De nombreuses personnes – en grande majorité des femmes – rencontrent beaucoup de difficultés pour retrouver un travail à la hauteur de celui qu’elles ont quitté plusieurs années auparavant. Le Conseil national a été convaincu par la proposition de Giorgio Fonio, vice-président de Travail.Suisse. En avril, il a adopté sa motion qui vise à lancer un programme spécifique de l’assurance chômage destiné aux candidates et candidats au retour à l’emploi après une longue interruption de leur activité professionnelle. C’est l’une des revendications formulées par Travail.Suisse en 2024 à l’occasion de sa recherche sur le sujet.

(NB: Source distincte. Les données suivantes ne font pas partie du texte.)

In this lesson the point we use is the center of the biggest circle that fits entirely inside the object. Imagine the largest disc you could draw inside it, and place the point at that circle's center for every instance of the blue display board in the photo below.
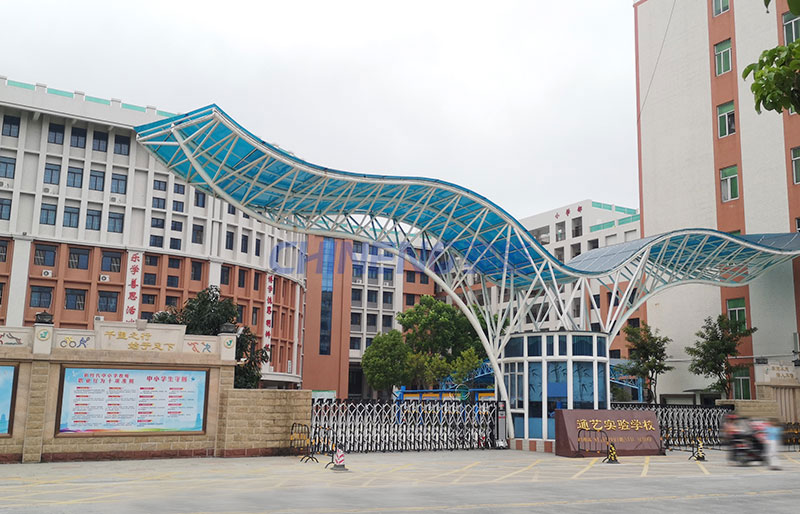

Intitulé « Supported Re-Entry », le programme proposé par Giorgio Fonio s’inspire de celui qui existe déjà pour les personnes de 50 ans et plus « Supported Employment ». Comme ce dernier, le nouveau programme, s’il est confirmé par la chambre haute du Parlement, sera financé par l’assurance-chômage, c’est-à-dire sans besoin de financement supplémentaire. Gratuit ou à bas seuil, ce programme doit permettre de répondre aux besoins spécifiques des personnes concernées et en particulier leur offrir un coaching durant plusieurs mois. Le dispositif pourra prévoir un dédommagement des employeurs qui investissent pour réintégrer des candidat·e·s au retour. Un tel programme correspond aux objectifs définis dans la Stratégie du Service public de l’emploi 2030 telle que définie par l’organe de compensation de l’assurance-chômage pour la Commission de surveillance de l’assurance-chômage.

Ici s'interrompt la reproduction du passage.